Arizona’s great in-migrations since World War II consisted in significant part of those seeking to abandon crowded, expensive urban environments of Eastern and Midwestern cities in favor of cheap land on which they could afford to build dream houses that were beyond their financial reach in their home states.
Sunshine, recreation and a fresh start still beckon such people today. But as Valley cities have filled in and the sheer numbers of new arrivals have markedly increased, those affordable single-family models so prominent in the dreams of earlier newcomers are now distant from urban cores.
Moving to Arizona once meant a complete escape from crawling, stifling traffic and a long commute. Now, many who have just arrived must choose between more house farther out and less house closer in, not a very palatable choice, to be sure.
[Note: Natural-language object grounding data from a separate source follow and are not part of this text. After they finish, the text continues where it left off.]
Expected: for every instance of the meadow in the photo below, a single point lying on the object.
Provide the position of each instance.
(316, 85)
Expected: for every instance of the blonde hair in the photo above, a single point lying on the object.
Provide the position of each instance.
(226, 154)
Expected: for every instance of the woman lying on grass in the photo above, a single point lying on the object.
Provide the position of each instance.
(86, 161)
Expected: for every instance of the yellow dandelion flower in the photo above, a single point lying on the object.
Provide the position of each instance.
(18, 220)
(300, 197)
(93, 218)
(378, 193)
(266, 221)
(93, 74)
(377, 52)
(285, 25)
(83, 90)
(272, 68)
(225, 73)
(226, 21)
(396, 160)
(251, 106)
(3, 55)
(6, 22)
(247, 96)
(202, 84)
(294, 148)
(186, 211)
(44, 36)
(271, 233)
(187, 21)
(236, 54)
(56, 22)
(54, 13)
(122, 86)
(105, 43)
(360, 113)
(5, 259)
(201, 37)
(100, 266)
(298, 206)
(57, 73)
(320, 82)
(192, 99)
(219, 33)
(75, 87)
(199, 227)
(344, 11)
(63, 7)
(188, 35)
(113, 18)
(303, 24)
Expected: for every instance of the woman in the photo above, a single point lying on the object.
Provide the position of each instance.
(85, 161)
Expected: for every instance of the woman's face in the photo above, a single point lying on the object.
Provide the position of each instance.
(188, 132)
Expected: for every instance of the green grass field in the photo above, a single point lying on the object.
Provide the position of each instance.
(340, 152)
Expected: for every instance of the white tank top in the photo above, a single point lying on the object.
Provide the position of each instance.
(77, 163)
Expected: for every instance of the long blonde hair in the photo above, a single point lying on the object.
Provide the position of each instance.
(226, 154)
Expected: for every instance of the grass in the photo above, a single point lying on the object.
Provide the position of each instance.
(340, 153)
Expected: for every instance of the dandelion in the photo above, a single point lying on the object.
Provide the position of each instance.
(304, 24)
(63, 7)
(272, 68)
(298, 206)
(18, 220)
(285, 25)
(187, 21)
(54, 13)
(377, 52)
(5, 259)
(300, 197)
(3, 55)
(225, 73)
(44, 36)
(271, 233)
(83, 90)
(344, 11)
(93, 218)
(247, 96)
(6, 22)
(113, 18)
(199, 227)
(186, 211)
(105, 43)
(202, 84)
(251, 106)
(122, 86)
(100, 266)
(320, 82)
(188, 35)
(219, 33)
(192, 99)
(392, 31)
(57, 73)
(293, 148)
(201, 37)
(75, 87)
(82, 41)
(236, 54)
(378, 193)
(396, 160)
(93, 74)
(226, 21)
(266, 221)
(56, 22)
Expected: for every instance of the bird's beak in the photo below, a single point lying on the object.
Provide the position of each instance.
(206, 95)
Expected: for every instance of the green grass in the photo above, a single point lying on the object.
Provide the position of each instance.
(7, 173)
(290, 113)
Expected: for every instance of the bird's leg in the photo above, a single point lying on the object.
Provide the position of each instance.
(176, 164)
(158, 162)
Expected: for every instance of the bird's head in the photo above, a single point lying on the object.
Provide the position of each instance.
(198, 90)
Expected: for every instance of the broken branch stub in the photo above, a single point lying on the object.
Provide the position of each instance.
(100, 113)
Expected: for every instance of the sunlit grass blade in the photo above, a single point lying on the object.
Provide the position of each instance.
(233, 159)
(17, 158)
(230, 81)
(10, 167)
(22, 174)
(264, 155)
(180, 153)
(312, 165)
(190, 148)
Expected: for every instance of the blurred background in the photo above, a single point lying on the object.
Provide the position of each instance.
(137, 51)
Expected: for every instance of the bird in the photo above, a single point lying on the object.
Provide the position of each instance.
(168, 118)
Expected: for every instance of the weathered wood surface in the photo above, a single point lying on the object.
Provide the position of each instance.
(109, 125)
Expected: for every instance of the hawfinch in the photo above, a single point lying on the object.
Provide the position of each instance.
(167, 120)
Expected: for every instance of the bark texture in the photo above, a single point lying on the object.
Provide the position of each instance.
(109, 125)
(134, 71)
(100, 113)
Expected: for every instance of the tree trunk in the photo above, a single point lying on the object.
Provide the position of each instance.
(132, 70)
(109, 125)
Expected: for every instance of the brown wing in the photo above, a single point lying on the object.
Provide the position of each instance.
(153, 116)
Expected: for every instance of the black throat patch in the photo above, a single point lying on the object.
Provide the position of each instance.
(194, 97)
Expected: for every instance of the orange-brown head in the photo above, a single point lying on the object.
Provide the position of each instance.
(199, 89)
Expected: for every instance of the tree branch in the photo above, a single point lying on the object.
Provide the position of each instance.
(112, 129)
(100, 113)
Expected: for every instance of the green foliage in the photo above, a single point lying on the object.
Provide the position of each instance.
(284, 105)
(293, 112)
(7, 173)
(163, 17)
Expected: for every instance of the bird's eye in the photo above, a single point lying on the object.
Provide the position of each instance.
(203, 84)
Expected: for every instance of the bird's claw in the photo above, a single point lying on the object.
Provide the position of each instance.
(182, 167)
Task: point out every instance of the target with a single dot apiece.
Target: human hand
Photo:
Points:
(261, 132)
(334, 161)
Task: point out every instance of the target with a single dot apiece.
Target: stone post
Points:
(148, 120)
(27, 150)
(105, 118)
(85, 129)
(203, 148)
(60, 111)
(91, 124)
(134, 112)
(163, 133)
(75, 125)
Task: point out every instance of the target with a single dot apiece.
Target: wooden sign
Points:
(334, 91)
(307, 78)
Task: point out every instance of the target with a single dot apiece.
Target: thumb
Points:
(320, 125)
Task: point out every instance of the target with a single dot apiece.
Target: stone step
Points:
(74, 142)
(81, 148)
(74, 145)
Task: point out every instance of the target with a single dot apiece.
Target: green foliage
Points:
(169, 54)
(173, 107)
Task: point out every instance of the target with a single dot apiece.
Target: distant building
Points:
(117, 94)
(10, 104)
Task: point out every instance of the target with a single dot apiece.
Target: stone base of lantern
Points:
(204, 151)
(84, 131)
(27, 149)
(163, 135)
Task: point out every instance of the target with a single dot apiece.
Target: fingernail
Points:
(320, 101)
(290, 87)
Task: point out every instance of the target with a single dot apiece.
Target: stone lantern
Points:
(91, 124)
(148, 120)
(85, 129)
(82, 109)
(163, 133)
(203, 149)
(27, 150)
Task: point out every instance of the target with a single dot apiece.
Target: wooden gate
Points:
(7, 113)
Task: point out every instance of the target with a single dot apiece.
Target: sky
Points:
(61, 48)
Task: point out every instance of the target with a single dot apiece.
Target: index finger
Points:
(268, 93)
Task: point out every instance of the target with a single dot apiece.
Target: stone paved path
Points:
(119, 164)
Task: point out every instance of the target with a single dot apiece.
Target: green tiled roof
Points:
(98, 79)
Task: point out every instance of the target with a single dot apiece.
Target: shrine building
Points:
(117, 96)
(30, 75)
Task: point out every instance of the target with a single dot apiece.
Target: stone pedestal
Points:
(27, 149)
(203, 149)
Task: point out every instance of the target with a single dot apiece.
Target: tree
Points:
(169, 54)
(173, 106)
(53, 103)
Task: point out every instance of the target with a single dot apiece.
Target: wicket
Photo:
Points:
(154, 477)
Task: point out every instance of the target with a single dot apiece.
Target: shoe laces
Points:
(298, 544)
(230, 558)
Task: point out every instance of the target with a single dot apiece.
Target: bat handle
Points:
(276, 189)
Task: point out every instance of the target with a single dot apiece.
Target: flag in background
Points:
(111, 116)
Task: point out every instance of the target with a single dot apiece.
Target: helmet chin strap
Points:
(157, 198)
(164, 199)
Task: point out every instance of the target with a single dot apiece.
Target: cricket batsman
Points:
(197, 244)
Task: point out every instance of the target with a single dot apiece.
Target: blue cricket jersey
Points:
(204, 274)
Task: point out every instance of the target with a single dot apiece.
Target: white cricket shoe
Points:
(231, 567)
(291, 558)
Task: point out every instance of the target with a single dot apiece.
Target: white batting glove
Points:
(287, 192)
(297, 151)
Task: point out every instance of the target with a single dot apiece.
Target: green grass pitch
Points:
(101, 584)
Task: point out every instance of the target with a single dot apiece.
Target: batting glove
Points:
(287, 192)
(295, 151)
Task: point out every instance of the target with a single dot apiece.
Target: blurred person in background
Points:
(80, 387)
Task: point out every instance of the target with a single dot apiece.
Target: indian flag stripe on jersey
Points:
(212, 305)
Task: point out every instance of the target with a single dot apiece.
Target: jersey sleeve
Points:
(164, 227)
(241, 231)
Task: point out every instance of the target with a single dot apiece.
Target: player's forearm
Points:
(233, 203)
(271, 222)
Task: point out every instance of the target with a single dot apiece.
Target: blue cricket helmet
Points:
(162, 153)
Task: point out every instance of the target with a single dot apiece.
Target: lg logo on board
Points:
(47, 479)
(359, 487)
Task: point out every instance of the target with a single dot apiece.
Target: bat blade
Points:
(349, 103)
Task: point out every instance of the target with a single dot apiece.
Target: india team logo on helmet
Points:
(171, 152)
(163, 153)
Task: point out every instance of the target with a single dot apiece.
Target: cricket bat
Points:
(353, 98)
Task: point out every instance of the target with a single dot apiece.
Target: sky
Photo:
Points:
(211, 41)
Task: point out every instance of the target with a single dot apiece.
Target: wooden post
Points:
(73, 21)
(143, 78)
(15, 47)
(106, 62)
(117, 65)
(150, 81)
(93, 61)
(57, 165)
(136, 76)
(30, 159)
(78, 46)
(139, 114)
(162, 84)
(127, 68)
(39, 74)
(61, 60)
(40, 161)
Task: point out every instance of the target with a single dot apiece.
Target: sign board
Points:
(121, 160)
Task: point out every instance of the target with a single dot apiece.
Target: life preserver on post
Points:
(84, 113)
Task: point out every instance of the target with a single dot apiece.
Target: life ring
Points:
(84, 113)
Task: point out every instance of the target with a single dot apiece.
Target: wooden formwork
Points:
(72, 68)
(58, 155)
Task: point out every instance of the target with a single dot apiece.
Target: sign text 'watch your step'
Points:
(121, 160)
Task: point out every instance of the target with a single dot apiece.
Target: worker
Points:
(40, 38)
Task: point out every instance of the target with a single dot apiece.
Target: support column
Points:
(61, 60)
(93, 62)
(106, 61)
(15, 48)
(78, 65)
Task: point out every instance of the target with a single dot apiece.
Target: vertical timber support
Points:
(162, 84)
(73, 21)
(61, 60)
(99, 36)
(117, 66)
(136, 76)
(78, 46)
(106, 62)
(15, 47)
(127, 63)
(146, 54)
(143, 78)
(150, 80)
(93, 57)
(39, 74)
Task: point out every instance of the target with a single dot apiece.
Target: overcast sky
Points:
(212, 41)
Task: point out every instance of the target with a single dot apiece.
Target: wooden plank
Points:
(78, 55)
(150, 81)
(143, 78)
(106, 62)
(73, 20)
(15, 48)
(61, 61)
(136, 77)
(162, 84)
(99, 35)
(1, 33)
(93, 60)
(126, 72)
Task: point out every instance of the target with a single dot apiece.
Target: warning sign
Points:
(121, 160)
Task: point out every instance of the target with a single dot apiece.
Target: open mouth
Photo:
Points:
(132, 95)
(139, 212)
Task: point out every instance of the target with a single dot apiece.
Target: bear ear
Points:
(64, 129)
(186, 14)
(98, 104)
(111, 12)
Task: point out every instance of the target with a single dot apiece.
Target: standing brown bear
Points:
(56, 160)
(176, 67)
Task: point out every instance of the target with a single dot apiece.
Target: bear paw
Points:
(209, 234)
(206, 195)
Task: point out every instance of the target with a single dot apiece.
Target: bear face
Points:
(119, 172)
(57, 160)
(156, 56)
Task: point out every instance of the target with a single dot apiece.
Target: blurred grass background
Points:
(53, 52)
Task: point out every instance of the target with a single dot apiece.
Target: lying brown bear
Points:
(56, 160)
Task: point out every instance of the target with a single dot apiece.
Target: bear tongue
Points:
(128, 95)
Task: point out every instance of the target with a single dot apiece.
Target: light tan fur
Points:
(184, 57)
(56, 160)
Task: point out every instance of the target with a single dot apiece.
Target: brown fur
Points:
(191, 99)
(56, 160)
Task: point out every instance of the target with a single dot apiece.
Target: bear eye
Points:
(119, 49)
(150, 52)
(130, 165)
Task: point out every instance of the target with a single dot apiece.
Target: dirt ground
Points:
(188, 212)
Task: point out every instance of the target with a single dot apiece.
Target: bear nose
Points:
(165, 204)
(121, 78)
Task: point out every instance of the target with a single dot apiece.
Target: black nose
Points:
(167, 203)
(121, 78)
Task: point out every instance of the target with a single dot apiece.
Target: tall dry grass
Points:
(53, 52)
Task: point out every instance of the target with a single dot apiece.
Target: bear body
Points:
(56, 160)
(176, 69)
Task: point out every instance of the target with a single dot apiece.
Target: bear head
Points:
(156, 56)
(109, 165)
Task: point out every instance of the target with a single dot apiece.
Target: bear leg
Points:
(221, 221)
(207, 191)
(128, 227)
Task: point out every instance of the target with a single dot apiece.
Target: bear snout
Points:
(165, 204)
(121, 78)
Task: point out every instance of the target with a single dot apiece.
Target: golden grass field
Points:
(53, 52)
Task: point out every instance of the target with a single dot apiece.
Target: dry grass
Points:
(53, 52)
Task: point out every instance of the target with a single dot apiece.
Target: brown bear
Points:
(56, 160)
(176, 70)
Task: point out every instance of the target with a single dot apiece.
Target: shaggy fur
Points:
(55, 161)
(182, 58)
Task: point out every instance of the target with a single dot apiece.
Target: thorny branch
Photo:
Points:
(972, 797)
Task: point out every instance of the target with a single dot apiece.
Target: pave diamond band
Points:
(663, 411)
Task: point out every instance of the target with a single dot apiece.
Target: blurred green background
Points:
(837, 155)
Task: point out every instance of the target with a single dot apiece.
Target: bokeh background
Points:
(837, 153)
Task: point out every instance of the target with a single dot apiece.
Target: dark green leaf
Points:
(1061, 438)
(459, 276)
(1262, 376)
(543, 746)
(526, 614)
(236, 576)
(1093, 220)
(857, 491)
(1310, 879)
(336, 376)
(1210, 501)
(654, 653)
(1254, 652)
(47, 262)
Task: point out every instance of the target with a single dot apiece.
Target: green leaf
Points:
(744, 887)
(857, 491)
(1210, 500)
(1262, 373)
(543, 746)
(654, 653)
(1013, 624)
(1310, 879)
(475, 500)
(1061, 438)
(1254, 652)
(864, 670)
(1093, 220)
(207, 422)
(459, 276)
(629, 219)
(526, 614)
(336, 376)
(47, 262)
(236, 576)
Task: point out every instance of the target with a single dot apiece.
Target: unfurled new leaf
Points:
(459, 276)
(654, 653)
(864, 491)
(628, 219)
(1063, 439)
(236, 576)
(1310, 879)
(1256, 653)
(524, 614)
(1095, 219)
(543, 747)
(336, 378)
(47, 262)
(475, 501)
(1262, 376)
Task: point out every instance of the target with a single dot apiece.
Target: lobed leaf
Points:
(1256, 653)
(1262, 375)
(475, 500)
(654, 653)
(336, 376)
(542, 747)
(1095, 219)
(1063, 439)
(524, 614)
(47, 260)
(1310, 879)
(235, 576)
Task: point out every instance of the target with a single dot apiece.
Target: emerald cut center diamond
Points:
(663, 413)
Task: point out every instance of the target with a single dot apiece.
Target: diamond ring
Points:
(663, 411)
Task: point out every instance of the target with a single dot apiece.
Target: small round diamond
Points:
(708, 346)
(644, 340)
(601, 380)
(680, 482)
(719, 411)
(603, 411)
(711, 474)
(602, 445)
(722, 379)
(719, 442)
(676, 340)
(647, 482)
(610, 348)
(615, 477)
Steadily becoming in vogue recently is a third alternative: upscale house, closer in, in the form of the condominium. Many are opting to buy a low-maintenance condo that will enable them to leave their cars garaged as they walk or take public transportation to any number of nearby amenities. This is a market-based response to sprawl that is taking hold.
The Tribune has reported several such ventures in various stages. Each has the promise of doing with areas long awaiting reanimation what little previously proposed could: Start a chain reaction of commercial re-emergence replacing old or closed businesses with new, exciting and varied ones.
Is this the West envisioned by our precursors who migrated here decades ago? Probably not. But it is the one sought by more and more homebuyers eager to spend their lives outside the car and inside museums, theaters, shopping malls and boutiques and inside complexes that offer wide arrays of personal services.
All of us benefit from these emerging older areas, even if we are not the condo type ourselves. After so many years in which local governments were unable to crack the case of the missing downtown, it’s refreshing to see people wanting to live there in greater numbers than there are homes to sell them.